Five that I'm aware of: Darkstar 16 wks S/O, Groupergetter 12 wks S/O, Robertsamx 16 wks Sovaldi/Riba, JLynch30 12 wks Sovaldi/Peg/Riba. And at least one who failed Sovaldi/Ledipasvir in a trial and is being retreated for longer duration.
Hi Malcom,
Any ideas of substances that might interfere with the action of Sovaldi? Just wondered if you have any personal thoughts on this? It looks like any antifungal affects Sovaldi. To what extent is unclear but I've been avoiding coconut oil for this very reason. After reading about Sovaldi interactions, there are a few blood pressure meds that interact also. Regarding foods, there's little information listed.
-Rob
Thank you for writing this, Malcolm. I appreciate that it isn't easy to deliver this information. Hope is a beautiful and necessary thing but it needs to be accompanied by reality.
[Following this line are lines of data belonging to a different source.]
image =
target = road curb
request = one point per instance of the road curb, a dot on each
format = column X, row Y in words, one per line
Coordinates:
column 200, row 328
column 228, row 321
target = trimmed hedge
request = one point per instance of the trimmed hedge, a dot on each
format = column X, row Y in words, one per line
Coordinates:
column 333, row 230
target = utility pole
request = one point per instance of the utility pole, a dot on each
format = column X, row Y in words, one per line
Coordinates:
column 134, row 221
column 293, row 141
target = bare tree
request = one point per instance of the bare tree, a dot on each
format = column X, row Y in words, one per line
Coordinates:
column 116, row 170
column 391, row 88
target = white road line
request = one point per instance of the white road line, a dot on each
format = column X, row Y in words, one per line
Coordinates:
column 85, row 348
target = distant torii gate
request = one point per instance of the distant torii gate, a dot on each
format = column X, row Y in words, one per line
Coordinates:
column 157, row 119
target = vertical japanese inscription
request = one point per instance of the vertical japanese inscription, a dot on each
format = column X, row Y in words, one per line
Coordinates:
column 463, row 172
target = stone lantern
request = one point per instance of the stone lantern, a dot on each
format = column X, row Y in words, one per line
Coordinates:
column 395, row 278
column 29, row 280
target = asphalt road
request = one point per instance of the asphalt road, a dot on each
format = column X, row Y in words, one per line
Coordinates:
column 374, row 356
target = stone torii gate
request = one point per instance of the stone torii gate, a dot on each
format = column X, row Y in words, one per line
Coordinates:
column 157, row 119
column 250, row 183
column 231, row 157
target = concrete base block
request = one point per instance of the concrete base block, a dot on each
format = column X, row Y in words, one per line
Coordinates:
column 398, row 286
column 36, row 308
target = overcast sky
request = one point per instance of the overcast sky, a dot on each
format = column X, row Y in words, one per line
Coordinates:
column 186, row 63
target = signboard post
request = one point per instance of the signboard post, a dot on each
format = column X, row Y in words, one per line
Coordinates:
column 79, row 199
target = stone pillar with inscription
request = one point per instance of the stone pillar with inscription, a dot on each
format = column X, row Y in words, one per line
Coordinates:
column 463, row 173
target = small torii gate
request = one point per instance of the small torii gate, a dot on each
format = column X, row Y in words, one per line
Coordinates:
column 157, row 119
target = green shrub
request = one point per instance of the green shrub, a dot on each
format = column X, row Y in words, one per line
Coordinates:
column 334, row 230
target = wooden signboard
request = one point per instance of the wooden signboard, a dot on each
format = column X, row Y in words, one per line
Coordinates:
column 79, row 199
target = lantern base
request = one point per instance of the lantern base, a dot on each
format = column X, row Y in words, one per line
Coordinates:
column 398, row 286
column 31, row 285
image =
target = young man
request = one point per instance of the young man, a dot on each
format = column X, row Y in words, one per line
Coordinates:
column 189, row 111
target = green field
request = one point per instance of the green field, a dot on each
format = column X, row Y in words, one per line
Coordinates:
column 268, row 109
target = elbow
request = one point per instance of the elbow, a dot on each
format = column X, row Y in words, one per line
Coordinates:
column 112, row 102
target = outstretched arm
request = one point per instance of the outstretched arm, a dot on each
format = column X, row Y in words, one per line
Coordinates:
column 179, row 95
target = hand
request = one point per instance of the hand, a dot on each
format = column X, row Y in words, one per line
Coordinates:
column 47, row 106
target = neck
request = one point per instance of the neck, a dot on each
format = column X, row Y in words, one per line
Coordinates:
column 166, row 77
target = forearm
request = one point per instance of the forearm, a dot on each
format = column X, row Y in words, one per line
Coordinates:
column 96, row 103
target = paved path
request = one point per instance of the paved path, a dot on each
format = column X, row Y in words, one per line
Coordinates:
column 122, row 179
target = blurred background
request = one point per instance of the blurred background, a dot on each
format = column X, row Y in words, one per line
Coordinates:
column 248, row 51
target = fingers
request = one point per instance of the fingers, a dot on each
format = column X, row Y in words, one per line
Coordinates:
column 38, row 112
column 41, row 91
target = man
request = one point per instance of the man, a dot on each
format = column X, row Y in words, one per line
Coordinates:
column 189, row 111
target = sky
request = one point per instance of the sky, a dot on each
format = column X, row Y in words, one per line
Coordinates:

I wonder whats the official hepatologists and insurance companies stance if there is a relapse after Sovaldi+Riba? Retreatment with Peg included or wait for another additional DAA to the mix? Is/was there any trial with Sovaldi+Riba with tx period longer than 24w? Considering the price i doubt it, but ones who can afford it, why not go for 36w on Sovaldi+Riba? Treatments indeed should be more individualized, not just per genotype.
any Sovaldi relapsers on forum yet?
cheers
It's not a great topic, but some patients are going to relapse on Sovaldi. With all the hype and glowing SVR rates from the Trials, expectations are high. It is natural to feel gutted when relapse occurs.
Results from Clinical Trials rarely translate into real world practice. Although the Sovaldi Trials appeared extensive, Gilead got away with murder. In the unseemly haste to approve Sovaldi, there were no Trials comparing Sovaldi with the SOC ( Incivek/ Victrelis + Peg. and Riba.) . We did not compare 'apples with apples'.
Sovaldi is obviously a great drug, and is the only DAA that can be re-used. Relapses are poorly understood ( or poorly explained). As patient compliance shouldn't be an issue (1 pill/day), there is the question of drugs and substances that interfere with the absorption/action of Sovaldi. There is a current list, which will be added to. Other than this, all relapses must be due to Sovaldi-resistant RAV's. The second line drugs have failed to control these.
When the second line drugs are Peginterferon +/- Ribavirin, many questions arise. Is the patient Interferon sensitive? We get part of the answer from the IL28B polymorphism and part from previous treatment response. There is an Interferon-response regulator at viral site NS-5A. Does Interferon response change with age, or can the virus become less Interferon sensitive? If you are TT and a prior non-responder to Interferon, it is easy to understand why you'd fail. However, CC's and prior relapsers may also fail. There's really no way of knowing. Are you Ribavirin sensitive? There are differing opinions on the correct Riba dose, the amount of Riba absorption from the gut, optimal blood levels, and the effect on RBC's. Has the patient failed previous Triple Therapy (with Incivek or Victrelis)? Patients fail triple because the Peg/Riba can't control the RAV's. So why use it with Sovaldi? Odds are the same thing will happen. What is the best treatment duration? The answer is , unknown. The Trials suggest 12 weeks are enough for the Rx-naives and the F0-F2's. Cirrhotics need 24 weeks. This is where cost comes in. Insurance will always go for the cheapest ( read shortest) option. IMHO, patients who are not Interferon sensitive and those who have failed triple, should not be offered this Sovaldi combo.
When the second line drug/s is another DAA, the only question of interest is, can it control the Sovaldi RAV's. So far, drugs like Ledipasvir and Daclatasvir appear to have passed this test. As both block the unstable NS-5A site, we can only hope that we don't need a third DAA to control RAV's from this site as well. Cost will be the decider for treatment length, and it worries me to see talk of 8 weeks duration or less.
Hopefully, Hepatologists will still be able to customise treatments for individual patients. One size WON'T fit all.
This obviously only applies to the Geno 1's, and ignores what may happen with Abbvie and Merck.